Regina Cano

HAVANA TIMES — Walking through the historic part of the city always stimulates taking a good look around you, because if you don’t stay abreast of its changes it will seem at some point that you’re no longer in it.

The environment of this place has continued to change for a long time. First it was changed by collapsing buildings, and perhaps since at least this past decade it has been changed by massive renovation, restoration and maintenance of the physical environment and businesses in a neighborhood known as being the oldest one in the city of Havana.

Well people!, in one of my explorations that made for an eventful visit to Old Havana, I ran into a collection of cats that were taking advantage of the restoration of the Palace of the Captains General to breed and survive. But what made me notice and discover them was their being cared for by a woman with several plastic bags and plastic plates.

From what this lady said, some 23 animals (between them cats and kittens) were hiding on the side of the Palace under a container that serves as the construction office. Every day they would wait there for the generosity of this woman.

The woman, apparently in her sixties, says that people who pass by either abuse the little creatures or proceed on past with indifference.

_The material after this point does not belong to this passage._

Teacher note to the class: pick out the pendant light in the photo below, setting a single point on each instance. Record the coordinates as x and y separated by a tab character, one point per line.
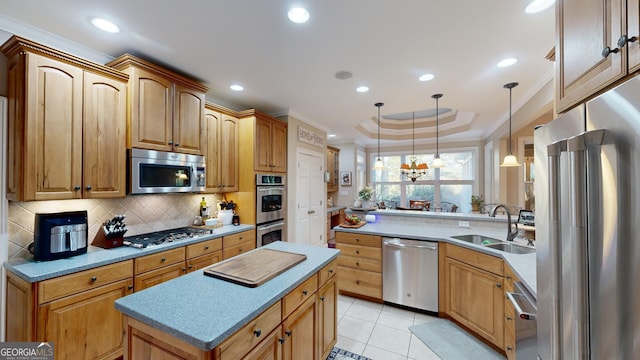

She therefore devotes two times a day to coming and bringing them something to eat.

She can’t bear seeing the helplessness in which they live, surviving thanks only to their being able to hide under the container. She doesn’t live nearby, but she does work in the neighborhood, so she avails herself of the proximity by providing food as best she can through her own resources.

She obviously loves the animals and her sensitivity towards them makes her dedicate herself in this way especially to the kittens, which are suffering, suffering but growing up healthy – which is the reason for her joy.

As for me, I’m unable to do much for them since I already have enough cats in my care. Still, I’m gratified to know that there are city residents here who — though unable to provide an overall solution to the matter — do what they can for stray animals.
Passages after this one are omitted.